As shown in fig. 6, the encoder of the prediction model includes an input embedding layer, a position encoding layer, the attention layer, a regularization layer, and a feedforward layer. The decoder of the prediction model comprises an output embedding layer, the position encoding layer, the attention layer, the regularization layer, the feedforward layer, a linear translation layer and a Softmax layer.

Wherein the input embedding layer is used for converting the historical time series data into a vector form.

The position coding layer is used for determining a position coding feature vector of each datum in the historical time sequence data, and the position coding layer adopts trigonometric function type coding. The absolute position information and the expression capability of the relative position information are acquired by the position coding layer, and the relative or absolute position information of the sequence is injected into the input sequence.

In order to deal with the sequence problem, the solution of the standard transform network is to use Position Encoding (PE), where absolute Position encoding maps a fixed Position vector for each Position in the sequence, and then add the embedded word vector and the Position vector to obtain a final input vector for each time sequence, which is used as the input at the bottom of the encoder and decoder stack. The position coding layer of the embodiment of the invention adopts trigonometric function type position coding, each dimensionality of the position coding corresponds to a sine curve, the wavelength forms a geometric series (N is a positive integer, such as 10000) from 2 pi to N.2pi, the position coding is realized by using sine and cosine functions, the even number position uses sine coding, and the odd number position uses cosine coding. Specifically, the position coding layer determines the position coding feature vector by the following formula:

wherein PE represents a position-encoded feature vector, pos represents a position of data with index i in the historical time-series data, N represents a positive integer, d _model A model dimension representing the predictive model.

The attention layer comprises the linear mapping autocorrelation attention module described in the above embodiment, and may further comprise a sparse attention module,

One or more of an attention module and a residual attention module.

In order to solve the problem of data distribution deviation, the standard transform network introduces a regularization layer (normalization layer) to keep the input distribution of the neural layer consistent in the training process.

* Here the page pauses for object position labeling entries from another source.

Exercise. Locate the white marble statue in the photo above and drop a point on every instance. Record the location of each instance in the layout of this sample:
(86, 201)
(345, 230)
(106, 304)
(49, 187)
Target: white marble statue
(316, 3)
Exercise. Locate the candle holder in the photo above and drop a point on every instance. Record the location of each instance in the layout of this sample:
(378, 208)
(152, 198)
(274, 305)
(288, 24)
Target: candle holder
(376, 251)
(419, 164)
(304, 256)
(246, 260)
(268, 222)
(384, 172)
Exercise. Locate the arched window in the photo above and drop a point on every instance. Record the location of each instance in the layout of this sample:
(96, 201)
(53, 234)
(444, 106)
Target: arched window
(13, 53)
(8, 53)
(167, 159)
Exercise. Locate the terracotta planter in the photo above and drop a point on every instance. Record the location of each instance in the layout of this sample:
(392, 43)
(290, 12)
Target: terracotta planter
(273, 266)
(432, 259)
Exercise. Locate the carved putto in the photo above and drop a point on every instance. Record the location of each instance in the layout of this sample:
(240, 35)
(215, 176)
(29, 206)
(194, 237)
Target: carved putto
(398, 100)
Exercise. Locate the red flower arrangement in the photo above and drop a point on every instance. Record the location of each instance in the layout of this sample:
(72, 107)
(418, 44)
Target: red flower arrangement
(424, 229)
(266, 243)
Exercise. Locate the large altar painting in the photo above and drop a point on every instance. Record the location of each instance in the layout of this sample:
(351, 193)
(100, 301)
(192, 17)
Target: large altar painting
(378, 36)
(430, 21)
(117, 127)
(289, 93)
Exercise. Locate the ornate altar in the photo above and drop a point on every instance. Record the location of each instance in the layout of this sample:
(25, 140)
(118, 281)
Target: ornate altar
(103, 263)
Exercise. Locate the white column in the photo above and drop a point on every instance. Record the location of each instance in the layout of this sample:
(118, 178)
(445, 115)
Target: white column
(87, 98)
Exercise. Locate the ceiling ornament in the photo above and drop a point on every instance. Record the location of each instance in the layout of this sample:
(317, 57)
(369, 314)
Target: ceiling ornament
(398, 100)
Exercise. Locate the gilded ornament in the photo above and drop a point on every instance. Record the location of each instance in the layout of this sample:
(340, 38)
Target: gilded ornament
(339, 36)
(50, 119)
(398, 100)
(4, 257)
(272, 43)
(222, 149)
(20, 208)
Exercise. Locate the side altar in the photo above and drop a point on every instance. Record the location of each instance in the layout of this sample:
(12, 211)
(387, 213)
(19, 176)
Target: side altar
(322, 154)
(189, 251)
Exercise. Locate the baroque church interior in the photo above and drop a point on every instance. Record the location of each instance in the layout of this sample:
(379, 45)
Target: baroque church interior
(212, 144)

Different from Batch Normalization, the regularization Layer of the prediction model in the embodiment of the present invention realizes Layer Normalization, and normalizes the input data of each Layer by summarizing the data input to the same Layer, calculating the average value and the variance, and accelerating the convergence rate of the deep network.

In an alternative embodiment, the step S103 inputs the historical time-series data as input data into a prediction model, and obtains an autocorrelation feature of the historical time-series data based on a linear mapping autocorrelation attention module of the prediction model, including:

inputting historical time sequence data serving as input data into a prediction model, and converting the historical time sequence data into a vector form by using an input embedding layer to obtain an input data vector and a global time characteristic vector of the historical time sequence data;

determining a position coding feature vector of the historical time sequence data by using the position coding layer;

obtaining an input representation vector based on the input data vector, the global temporal feature vector and the position coding feature vector;

and inputting the input representation vector into a linear mapping autocorrelation attention module of a prediction model to obtain autocorrelation characteristics of historical time sequence data.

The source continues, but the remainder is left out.